Fazit: Teure Spielerei mit Eingabe-Tücken
Man merkt der Apple Watch - ebenso wie ihren Rivalen mit Android Wear - an, dass smarte Uhren eine junge Produktkategorie sind, die noch reifen muss. Die Benachrichtigungs-, Uhren- und Fitnesskomponente des Geräts funktioniert zwar zuverlässig, sobald es aber darum geht, etwas in die Uhr einzugeben, hört der Spaß schnell auf. Vieles wirkt zudem ein bisschen wie eine Spielerei: Telefonieren im "Knight Rider"-Stil ist zwar auf den ersten Blick nett, in der Öffentlichkeit aber wenig praktikabel. WhatsApp-Nachrichten auf der Uhr zu lesen ist schön, aber irgendwie auch unnötig, wenn es zur Beantwortung dann doch wieder das Handy braucht.

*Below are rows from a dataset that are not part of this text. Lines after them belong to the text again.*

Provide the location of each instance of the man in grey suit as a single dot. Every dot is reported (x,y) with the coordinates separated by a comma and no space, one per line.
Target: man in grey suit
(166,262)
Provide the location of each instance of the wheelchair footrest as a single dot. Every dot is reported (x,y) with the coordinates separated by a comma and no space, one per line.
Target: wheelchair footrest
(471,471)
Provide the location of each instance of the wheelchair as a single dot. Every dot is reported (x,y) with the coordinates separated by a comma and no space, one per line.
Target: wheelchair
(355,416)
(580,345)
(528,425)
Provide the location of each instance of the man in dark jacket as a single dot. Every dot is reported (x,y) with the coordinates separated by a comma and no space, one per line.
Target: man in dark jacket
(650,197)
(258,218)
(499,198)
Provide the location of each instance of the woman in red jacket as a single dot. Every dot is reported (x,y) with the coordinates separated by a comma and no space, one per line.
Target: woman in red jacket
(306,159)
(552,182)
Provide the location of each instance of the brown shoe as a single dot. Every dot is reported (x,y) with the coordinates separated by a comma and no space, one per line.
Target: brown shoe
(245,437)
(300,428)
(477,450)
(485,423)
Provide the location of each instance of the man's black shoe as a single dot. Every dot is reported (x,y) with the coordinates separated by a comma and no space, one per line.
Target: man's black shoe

Für mindestens 400 Euro, die zusätzlich zum ohnehin nicht gerade günstigen iPhone zu berappen sind, dürfte die Apple-Uhr den meisten Nutzern angesichts des Gebotenen schlicht zu teuer sein - zumal es hübsche Geräte mit vergleichbarem Funktionsumfang auch für spürbar weniger Geld gibt. Hinzu kommt: Während analoge Uhren mitunter Jahrzehnte genutzt werden, haben Smartwatches mit nicht austauschbarem Akku und schnell alterndem Innenleben wohl eine deutlich geringere Lebensdauer, was die teure Anschaffung noch etwas unattraktiver macht.